About 150 people demonstrated outside the Natural History Museum on Sunday in an effort to save the statue of President Teddy Roosevelt from being removed.
Shouts of “Save Teddy!” and “Save our history!” It came from the crowd protesting the Upper West Side institution’s move to remove Roosevelt’s bronze effigy, which has been on its entrance since 1940.
“This statue is of a proud American. It was perfect? No. No one was perfect … he did a lot for this country, “said Gavin Wax, president of the New York Young Republicans Club, which organized the rally.
“We are here today because we have improved as a society and we continue to improve as a society,” Wax said. “But we can never do that again if we continue to destroy our history and forget our past, and we are doomed to repeat it.”
On Sunday, the protest group held signs saying “DEFEND OUR MONUMENTS” and “I can’t learn from the past if we erase HISTORY!” as speakers heard during the one-hour demonstration.
Teddy Roosevelt believed in an America without scripts. Not white Americans, black Americans, brown Americans. Simply Americans, “said David Marcus, a correspondent for The Federalist and contributor to The Post’s opinion pages, including the decision to topple the statue.
“He believed in a future for this country where we would all live together peacefully, and that is the future I see ahead of me here,” said Marcus.
Counter-protesters organized by a black evangelical group from Georgia installed speakers on the avenue, preaching against the cult of a recorded image, referring to the Roosevelt statue.
Some time later, another group of counter-protesters rallied, brandishing signs saying “Black Lives Matter” and “End glorizing colonialism”.
The disputed monument, which shows the nation’s 26th president on horseback, flanked by an African man and a Native American man, has been criticized for glorifying colonialism and racism.
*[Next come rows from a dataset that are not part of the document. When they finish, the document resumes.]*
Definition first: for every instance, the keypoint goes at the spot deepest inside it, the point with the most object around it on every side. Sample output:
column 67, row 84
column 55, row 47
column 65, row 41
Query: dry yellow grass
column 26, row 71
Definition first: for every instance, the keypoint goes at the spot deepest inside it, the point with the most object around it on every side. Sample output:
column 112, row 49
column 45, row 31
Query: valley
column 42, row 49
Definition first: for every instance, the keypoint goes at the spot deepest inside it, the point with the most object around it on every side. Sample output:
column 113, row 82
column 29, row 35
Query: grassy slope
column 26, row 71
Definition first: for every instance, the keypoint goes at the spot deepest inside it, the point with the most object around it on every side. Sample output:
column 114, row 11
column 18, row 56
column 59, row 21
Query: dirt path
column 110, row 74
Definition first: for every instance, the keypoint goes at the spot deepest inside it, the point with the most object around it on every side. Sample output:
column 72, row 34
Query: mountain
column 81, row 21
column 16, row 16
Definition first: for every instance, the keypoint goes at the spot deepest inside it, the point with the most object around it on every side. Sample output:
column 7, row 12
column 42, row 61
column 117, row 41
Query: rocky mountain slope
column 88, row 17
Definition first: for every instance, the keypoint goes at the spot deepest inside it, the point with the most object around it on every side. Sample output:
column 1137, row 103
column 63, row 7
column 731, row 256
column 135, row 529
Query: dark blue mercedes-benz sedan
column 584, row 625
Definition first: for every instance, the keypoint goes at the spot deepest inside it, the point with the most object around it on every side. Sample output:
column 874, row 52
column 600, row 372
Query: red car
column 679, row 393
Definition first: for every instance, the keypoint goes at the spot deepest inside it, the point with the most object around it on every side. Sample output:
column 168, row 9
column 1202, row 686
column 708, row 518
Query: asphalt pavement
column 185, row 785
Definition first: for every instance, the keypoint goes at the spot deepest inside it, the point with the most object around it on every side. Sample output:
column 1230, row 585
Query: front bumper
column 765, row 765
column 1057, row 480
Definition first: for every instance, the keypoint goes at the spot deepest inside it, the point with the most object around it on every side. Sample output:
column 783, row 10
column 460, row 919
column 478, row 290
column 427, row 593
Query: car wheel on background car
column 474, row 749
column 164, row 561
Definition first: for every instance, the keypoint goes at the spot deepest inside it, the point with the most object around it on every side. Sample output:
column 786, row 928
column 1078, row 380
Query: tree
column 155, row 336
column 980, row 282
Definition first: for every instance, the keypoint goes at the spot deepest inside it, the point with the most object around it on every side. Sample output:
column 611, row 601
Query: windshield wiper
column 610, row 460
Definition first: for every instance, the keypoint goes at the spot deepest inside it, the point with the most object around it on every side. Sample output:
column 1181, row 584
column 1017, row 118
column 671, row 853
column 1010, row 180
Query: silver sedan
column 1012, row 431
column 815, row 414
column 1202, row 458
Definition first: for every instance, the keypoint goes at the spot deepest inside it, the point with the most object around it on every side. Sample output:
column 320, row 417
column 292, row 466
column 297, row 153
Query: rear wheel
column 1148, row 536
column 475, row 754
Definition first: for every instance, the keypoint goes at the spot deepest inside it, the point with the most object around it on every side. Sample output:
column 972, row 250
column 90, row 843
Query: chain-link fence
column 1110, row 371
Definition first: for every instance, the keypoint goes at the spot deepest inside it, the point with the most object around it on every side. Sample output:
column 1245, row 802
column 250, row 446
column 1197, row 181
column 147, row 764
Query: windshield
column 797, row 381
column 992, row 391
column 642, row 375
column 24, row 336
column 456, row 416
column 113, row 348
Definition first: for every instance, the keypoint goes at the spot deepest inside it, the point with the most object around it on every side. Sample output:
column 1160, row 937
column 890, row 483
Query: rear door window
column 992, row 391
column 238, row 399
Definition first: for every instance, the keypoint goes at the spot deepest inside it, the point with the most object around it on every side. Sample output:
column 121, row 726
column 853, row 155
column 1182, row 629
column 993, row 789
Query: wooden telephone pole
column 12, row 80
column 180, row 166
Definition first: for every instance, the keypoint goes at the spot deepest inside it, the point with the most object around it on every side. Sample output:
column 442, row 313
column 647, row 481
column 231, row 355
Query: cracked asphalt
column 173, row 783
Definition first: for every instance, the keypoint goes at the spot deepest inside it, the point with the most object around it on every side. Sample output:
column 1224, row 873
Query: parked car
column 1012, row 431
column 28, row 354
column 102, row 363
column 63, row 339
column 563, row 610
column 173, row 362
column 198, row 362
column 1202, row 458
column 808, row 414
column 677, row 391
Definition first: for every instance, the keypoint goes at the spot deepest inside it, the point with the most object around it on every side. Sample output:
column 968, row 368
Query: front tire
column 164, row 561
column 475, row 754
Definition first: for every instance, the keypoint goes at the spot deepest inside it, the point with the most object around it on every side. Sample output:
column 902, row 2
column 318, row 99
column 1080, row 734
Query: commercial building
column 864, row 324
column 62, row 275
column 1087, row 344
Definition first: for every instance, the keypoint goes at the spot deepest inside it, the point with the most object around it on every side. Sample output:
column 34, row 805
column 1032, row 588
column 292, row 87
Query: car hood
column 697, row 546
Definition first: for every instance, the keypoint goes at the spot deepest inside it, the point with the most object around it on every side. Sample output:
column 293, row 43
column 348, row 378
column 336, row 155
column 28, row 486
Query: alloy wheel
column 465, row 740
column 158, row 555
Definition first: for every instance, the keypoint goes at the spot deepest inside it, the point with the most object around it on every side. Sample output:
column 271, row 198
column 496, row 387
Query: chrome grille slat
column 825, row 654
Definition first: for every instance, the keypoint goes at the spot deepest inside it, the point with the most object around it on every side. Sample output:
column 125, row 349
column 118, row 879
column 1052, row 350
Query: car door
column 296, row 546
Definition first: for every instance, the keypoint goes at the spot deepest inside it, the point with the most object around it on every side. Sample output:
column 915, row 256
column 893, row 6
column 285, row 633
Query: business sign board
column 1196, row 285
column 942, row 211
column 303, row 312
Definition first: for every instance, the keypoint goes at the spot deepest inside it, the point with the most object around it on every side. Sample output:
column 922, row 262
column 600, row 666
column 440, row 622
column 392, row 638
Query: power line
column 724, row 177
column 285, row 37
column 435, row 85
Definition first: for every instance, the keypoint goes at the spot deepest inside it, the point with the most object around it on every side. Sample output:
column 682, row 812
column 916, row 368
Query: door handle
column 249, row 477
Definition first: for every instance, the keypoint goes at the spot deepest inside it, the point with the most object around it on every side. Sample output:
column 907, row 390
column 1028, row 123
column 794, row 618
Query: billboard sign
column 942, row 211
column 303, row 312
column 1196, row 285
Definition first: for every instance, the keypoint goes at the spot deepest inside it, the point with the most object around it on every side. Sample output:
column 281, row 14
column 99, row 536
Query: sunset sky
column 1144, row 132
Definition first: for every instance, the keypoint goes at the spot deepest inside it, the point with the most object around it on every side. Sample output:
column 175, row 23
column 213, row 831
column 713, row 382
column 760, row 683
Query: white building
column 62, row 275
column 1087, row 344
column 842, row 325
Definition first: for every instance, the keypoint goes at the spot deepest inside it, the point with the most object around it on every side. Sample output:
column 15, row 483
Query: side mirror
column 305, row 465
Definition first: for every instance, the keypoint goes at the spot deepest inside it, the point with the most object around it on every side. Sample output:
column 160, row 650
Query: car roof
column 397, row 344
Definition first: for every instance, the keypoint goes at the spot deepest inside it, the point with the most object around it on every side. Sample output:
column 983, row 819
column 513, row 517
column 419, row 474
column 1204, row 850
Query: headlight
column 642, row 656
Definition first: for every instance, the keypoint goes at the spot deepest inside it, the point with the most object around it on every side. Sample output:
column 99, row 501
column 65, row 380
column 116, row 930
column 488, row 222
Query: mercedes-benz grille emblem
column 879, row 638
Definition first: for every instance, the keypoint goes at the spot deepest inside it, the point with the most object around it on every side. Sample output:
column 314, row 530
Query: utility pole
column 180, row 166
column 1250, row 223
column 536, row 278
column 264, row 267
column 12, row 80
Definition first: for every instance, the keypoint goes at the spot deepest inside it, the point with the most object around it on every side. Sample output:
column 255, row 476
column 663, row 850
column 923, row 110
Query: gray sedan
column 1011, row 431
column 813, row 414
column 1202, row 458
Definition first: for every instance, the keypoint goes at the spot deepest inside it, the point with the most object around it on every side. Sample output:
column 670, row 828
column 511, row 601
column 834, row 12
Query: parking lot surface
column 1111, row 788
It was smashed with paint in 2017.
The museum, which is privately run but located on public land, recently requested that the statue be moved and the city agreed.
The move came amid nationwide protests over racial inequality and an push to cut public works honoring Confederate leaders.
“In the past few weeks, our museum community has been deeply moved by the growing movement for racial justice that emerged after the murder of George Floyd,” museum president Ellen Futter said in a statement.
“We have observed that the attention of the world and the country has increasingly become statues as powerful and hurtful symbols of systemic racism,” he added. “Simply put, the time has come to move it.”
Both Governor Andrew Cuomo and New York City Mayor Bill de Blasio supported the museum’s decision.